Sementara itu, Imamoglu tetap menjadi kartu truf. Meski dipenjara, ia justru kian dipandang sebagai simbol perlawanan. Popularitasnya naik tajam pasca-penangkapan. Özel pun tidak menyembunyikan ambisinya, menyebut Imamoglu sebagai kandidat presiden potensial: “Kami ingin kandidat kami di sisi kami,” katanya kepada Turkish Minute. Jika tekanan internasional atau putusan pengadilan yang mengejutkan membebaskannya, Imamoglu bisa mengubah peta politik sepenuhnya. Namun sejauh ini, pemerintah tampak tidak berniat longgar. Dengan ribuan orang ditahan hanya dalam sebulan terakhir, pesan rezim Erdogan jelas: ini bukan saatnya kompromi.
Realistisnya, pemilu dini pada Juni tampak nyaris mustahil. Bahkan November pun diragukan. Parlemen harus bersidang, membahas, dan menyetujui mosi, dan semua itu berada di bawah kendali koalisi Erdogan. Statistik historis mendukung skeptisisme ini: dari 27 pemilu parlemen sejak 1950, hanya tiga yang diadakan lebih awal, dan semuanya dipicu oleh krisis koalisi atau strategi internal penguasa—bukan karena tekanan rakyat. CHP boleh berharap ada keajaiban seperti 2018, tetapi konteksnya sangat berbeda. Sekarang, sistem presidensial hasil referendum 2017 telah memperkuat tangan Erdogan secara institusional.
Namun, tak bisa diabaikan kekuatan simbolik dari manuver ini. Meski gagal memicu pemilu dini, kampanye Özel bisa membangun pondasi baru untuk pemilu 2028. Dengan merangkul massa muda yang muak pada stagnasi ekonomi dan iklim politik represif, CHP sedang menyemai bibit perubahan jangka panjang. Strategi demonstrasi mingguan yang bergeser dari satu distrik ke distrik lain di Istanbul adalah cara cerdas menjaga atensi publik tetap menyala.

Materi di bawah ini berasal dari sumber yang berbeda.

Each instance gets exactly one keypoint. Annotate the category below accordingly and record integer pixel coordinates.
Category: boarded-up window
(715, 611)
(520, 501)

Tapi tanpa terobosan parlemen, semua ini tetap berada di wilayah harapan jangka panjang—bukan kemenangan jangka pendek.
Dan sementara Özel berorasi dan rakyat turun ke jalan, Erdogan mungkin tersenyum di balik layar. Ia tahu ia punya angka: 315 kursi, media yang patuh, dan aparat keamanan yang loyal. Ia juga tahu oposisi masih rentan oleh konflik internal. Kongres CHP 6 April yang memilih kembali Özel memang menunjukkan persatuan, tapi bayang-bayang persaingan antara pendukung Kilicdaroglu dan Imamoglu belum sepenuhnya sirna. Tanpa kohesi total, bahkan mimpi yang paling penuh semangat pun bisa runtuh oleh beratnya kenyataan.
Jadi, harapan atau ilusi? Untuk saat ini, lebih condong ke ilusi. CHP membutuhkan keajaiban—pembelotan massal, krisis ekonomi yang tak tertahankan, atau tekanan internasional yang luar biasa—untuk mengubah kalkulasi kekuasaan. Tapi politik tidak selalu mengikuti logika. Jika Özel mampu mengubah kemarahan rakyat menjadi gerakan terorganisir, dan Imamoglu kembali ke panggung sebagai tokoh sentral, segalanya bisa berubah. Sampai saat itu tiba, kita hanya bisa menyaksikan dari kejauhan dan bertanya: akankah Turki menulis babak baru, atau hanya mengulang siklus lama yang tak kunjung usai?